Pemerintah bersama aparat penegak hukum terus melakukan berbagai upaya pemberantasan, seperti pemblokiran situs judi online, penindakan terhadap jaringan pengelola, penguatan regulasi, serta edukasi kepada masyarakat mengenai bahaya perjudian digital.

Meski demikian, upaya tersebut dinilai perlu diimbangi dengan meningkatnya kesadaran masyarakat agar tidak mudah tergiur tawaran keuntungan instan yang berpotensi menimbulkan dampak negatif.

Ketua Pokja Kepolisian Jakarta Barat, Teuku Faisal, mengatakan judi online bukan sekadar persoalan hukum, tetapi juga masalah sosial yang dapat merusak kehidupan seseorang dan keluarganya.

“Judi online bukan jalan untuk mendapatkan keuntungan, melainkan jebakan yang dapat menghancurkan masa depan seseorang. Masyarakat harus memahami bahwa kemenangan yang ditawarkan hanyalah umpan agar korban terus bermain dan semakin terjerumus,” ujar Teuku Faisal.

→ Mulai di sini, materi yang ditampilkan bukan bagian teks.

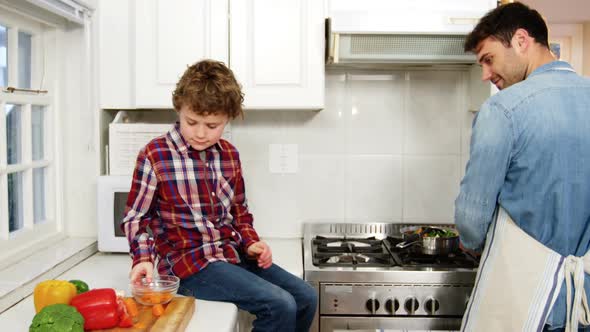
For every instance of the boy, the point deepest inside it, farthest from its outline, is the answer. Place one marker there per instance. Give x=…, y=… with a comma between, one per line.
x=188, y=189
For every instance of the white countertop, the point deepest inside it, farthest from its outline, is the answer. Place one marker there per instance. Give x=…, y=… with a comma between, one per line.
x=104, y=270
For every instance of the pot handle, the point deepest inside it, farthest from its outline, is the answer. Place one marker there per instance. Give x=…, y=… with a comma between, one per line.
x=408, y=241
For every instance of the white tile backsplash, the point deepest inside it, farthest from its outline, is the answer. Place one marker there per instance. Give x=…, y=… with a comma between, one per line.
x=389, y=146
x=374, y=188
x=431, y=184
x=434, y=111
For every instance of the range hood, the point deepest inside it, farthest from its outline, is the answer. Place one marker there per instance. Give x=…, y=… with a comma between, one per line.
x=344, y=48
x=397, y=49
x=401, y=32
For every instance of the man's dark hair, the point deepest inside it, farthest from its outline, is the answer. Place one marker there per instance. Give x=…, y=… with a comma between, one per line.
x=502, y=22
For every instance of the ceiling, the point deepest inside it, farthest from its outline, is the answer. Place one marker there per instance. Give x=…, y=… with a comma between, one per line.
x=563, y=11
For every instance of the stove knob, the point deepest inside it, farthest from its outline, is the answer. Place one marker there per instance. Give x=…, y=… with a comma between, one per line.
x=411, y=305
x=372, y=305
x=431, y=306
x=391, y=306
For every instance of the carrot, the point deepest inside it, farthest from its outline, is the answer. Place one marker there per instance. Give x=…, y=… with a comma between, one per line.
x=131, y=306
x=157, y=310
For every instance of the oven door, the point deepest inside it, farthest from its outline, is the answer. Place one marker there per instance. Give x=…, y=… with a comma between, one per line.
x=388, y=324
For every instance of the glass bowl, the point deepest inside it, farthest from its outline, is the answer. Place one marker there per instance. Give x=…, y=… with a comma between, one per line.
x=159, y=291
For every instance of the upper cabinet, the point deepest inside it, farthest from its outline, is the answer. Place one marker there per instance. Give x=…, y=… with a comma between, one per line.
x=276, y=49
x=277, y=52
x=171, y=35
x=416, y=16
x=145, y=46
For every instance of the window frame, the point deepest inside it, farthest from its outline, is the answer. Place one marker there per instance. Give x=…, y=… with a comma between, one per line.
x=31, y=232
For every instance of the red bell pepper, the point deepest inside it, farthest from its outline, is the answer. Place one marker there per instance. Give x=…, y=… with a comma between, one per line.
x=98, y=307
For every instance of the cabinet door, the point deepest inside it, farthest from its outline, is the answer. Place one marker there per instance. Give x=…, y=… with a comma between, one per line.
x=277, y=52
x=114, y=60
x=169, y=36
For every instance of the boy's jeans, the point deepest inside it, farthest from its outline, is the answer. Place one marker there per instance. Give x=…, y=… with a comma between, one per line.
x=280, y=300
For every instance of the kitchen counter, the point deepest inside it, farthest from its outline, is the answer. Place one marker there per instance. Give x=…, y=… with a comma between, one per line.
x=104, y=270
x=111, y=271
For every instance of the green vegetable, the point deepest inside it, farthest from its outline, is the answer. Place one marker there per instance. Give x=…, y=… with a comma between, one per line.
x=436, y=232
x=57, y=318
x=81, y=286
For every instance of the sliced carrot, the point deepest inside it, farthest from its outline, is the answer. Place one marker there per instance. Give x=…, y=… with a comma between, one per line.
x=157, y=310
x=131, y=306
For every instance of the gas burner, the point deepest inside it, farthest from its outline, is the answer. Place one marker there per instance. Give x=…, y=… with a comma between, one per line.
x=348, y=245
x=413, y=257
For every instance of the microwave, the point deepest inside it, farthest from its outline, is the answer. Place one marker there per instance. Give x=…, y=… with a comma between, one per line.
x=112, y=194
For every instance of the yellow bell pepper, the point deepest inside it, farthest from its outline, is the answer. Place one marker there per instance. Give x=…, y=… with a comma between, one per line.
x=53, y=291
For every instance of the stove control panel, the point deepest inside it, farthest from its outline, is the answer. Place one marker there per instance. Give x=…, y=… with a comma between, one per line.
x=393, y=299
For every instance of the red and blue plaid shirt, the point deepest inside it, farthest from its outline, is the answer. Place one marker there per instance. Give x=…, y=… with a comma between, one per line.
x=195, y=207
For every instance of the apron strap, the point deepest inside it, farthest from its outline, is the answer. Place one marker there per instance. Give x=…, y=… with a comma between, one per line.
x=574, y=269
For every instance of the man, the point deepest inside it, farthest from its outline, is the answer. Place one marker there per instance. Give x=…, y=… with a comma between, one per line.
x=530, y=153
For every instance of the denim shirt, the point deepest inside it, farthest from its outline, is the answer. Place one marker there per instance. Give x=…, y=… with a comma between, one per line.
x=530, y=153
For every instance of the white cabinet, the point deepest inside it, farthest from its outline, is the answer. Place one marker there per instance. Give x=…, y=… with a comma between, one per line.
x=169, y=36
x=277, y=49
x=145, y=46
x=277, y=52
x=423, y=16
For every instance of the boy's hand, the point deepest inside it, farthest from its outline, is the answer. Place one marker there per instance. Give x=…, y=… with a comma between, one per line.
x=262, y=252
x=143, y=269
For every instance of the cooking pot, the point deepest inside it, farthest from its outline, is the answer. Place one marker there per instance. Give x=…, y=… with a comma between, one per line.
x=429, y=245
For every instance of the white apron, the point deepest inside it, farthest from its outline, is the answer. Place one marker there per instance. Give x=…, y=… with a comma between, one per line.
x=518, y=282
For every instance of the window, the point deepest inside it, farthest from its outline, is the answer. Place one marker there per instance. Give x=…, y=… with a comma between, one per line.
x=27, y=167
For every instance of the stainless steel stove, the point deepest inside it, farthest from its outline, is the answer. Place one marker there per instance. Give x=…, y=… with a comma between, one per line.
x=364, y=282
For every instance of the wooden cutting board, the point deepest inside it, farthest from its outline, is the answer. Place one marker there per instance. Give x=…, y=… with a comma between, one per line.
x=175, y=318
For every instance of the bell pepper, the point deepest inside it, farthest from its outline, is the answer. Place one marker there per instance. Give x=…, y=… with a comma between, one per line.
x=81, y=286
x=98, y=307
x=51, y=292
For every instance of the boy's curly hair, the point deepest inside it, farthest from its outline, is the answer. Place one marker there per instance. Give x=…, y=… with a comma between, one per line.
x=209, y=87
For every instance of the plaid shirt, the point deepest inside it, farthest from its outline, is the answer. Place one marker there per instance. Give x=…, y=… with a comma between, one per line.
x=195, y=209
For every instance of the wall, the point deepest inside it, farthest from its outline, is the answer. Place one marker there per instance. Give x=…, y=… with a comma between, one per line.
x=390, y=146
x=586, y=61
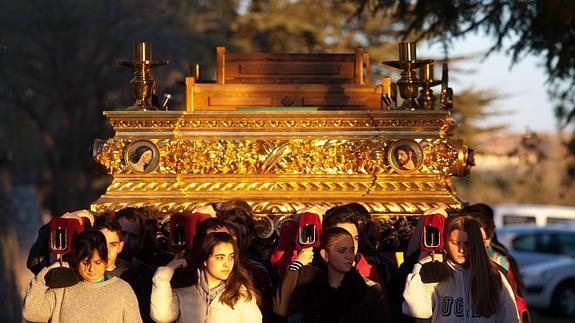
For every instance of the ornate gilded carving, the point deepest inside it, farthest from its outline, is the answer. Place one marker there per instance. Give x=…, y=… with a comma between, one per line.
x=278, y=157
x=206, y=122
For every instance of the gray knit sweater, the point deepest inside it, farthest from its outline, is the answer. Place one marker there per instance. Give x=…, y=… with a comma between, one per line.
x=110, y=301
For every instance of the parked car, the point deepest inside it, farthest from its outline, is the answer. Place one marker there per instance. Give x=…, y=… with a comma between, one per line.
x=541, y=215
x=546, y=258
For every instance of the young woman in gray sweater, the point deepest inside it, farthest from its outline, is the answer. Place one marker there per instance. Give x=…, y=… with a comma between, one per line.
x=97, y=297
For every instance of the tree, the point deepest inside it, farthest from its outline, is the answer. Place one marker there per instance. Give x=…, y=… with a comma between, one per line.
x=545, y=28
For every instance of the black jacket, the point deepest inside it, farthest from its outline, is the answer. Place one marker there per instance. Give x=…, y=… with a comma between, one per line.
x=307, y=291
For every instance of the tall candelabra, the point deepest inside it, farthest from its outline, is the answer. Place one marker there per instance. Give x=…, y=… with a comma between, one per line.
x=408, y=83
x=143, y=83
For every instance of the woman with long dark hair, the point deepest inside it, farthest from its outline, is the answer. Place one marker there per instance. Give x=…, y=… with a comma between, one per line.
x=97, y=297
x=223, y=293
x=475, y=290
x=333, y=290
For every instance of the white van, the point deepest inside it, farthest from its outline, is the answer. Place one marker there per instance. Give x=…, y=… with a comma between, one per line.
x=541, y=215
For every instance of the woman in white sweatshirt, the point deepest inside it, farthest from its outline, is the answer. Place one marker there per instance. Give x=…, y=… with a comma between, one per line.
x=223, y=293
x=476, y=291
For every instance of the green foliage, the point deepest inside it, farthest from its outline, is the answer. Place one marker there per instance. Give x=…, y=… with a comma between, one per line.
x=544, y=28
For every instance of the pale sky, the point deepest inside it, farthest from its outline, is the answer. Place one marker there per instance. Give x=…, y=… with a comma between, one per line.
x=522, y=87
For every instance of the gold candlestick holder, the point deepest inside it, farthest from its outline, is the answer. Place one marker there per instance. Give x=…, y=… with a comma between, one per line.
x=446, y=95
x=408, y=83
x=426, y=99
x=143, y=83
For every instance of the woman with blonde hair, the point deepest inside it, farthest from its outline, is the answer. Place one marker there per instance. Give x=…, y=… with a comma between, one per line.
x=475, y=290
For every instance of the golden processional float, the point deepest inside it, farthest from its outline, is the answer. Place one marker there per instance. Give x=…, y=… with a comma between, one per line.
x=286, y=132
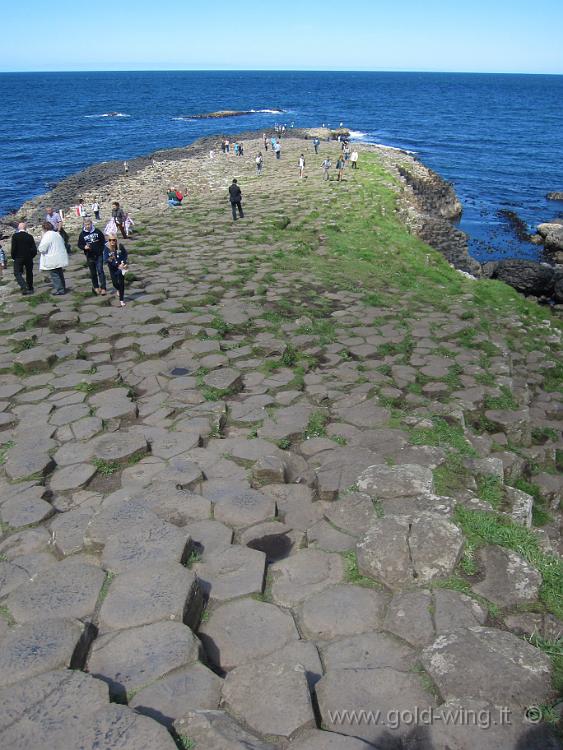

Menurutnya, pencegahan harus dimulai dari lingkungan keluarga melalui pengawasan penggunaan internet serta peningkatan literasi digital agar masyarakat mampu mengenali modus-modus perjudian online.

Ia juga mengimbau masyarakat agar tidak menggunakan uang kebutuhan sehari-hari untuk berjudi ataupun tergoda meminjam uang demi bermain judi online. Jika menemukan aktivitas perjudian digital, masyarakat diminta segera melaporkannya kepada aparat berwenang.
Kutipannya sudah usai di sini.